Auf einer Pressekonferenz in Potsdam verteidigte Merz vergangene Woche seine Haltung zur Migrationspolitik und betonte Fortschritte in der Korrektur früherer Versäumnisse. Zugleich pochte er auf die Beseitigung von Problemen, die noch immer im Stadtbild sichtbar seien. Seine Aussage, "Fragen Sie mal Ihre Töchter...", sorgte für Empörung und bekräftigte er erneut am Montag. Jens Spahn, Unionsfraktionschef, äußerte, dass sowohl Bürger mit als auch ohne Migrationshintergrund von der Debatte berührt seien und beschrieb gesellschaftliche Veränderungen in bestimmten Stadtteilen.
Armin Laschet, Ex-Kanzlerkandidat der Union, kritisierte die Unklarheit der "Stadtbild"-Aussage als potenziell nützlich für die AfD. Seiner Ansicht nach hätte Merz deutlicher erläutern sollen, was er meinte, da auch diverse Probleme wie Drogenmissbrauch und Rechtsradikalismus zum Stadtbild gehörten. Dennis Radtke, Chef des Sozialflügels der CDU, fand ebenfalls kritische Worte zur Wortwahl von Merz. Hingegen betonen Linke und Grüne, dass Merz frauenfeindliche Stereotype instrumentalisiere.
Heidi Reichinnek von den Linken und die Grünen-Politikerin Misbah Khan kritisierten, Merz bediene sich einer Rhetorik, die eines Kanzlers unwürdig sei, und dass die größte Gefahr für Frauen von zu Hause ausgehe, nicht von Migranten. Auch der SPD-Bundestagsabgeordnete Ralf Stegner meldete sich zu Wort und warf Merz vor, eine "Ausländer-raus-Stimmung" zu erzeugen, ohne Lösungen anzubieten.

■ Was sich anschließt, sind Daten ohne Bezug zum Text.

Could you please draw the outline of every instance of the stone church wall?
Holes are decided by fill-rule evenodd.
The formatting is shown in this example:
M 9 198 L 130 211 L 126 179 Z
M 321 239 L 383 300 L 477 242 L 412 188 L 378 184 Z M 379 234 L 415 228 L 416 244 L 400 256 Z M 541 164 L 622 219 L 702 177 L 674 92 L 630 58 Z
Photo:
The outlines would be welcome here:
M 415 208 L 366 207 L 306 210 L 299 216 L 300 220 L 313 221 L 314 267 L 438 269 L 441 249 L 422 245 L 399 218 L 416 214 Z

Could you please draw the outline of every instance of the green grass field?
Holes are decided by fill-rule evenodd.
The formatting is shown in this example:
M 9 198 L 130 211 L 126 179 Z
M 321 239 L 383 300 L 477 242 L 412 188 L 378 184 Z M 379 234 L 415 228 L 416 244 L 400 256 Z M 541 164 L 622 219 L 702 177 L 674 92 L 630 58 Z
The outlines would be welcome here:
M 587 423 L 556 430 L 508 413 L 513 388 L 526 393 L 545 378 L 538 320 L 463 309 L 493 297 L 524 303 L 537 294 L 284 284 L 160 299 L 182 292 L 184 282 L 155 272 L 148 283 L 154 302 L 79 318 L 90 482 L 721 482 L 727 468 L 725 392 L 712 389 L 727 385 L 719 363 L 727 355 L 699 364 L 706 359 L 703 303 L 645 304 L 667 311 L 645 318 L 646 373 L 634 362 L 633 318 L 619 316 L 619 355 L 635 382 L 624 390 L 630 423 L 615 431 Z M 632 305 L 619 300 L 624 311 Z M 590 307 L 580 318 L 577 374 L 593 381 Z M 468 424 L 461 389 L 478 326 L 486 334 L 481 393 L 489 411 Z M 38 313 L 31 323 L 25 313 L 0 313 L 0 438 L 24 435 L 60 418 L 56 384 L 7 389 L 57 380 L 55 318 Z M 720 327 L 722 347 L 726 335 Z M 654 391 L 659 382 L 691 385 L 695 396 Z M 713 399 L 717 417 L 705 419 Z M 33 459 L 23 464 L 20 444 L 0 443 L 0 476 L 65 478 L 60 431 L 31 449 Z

Zusätzlich äußerte sich Adis Ahmetovic von der SPD im "Stern" zur schwammigen Sprache von Merz und betonte die Notwendigkeit für einen rationalen parlamentarischen Diskurs zu städtischen Problemen. Gökay Sofuoglu von der Türkischen Gemeinde kritisierte Merz für die Polarisierung statt Lösungsorientierung und verwies auf sozioökonomische Herausforderungen.
Vor der CDU-Zentrale in Berlin versammelten sich rund 2.000 Menschen laut Polizei zu einer feministisch geprägten Demonstration unter dem Motto "Wir sind die Töchter", mit prominenter Unterstützung aus der Grünen-Spitze. Weitere Proteste sind geplant, darunter eine von Fridays for Future initiierte Demonstration in Kiel.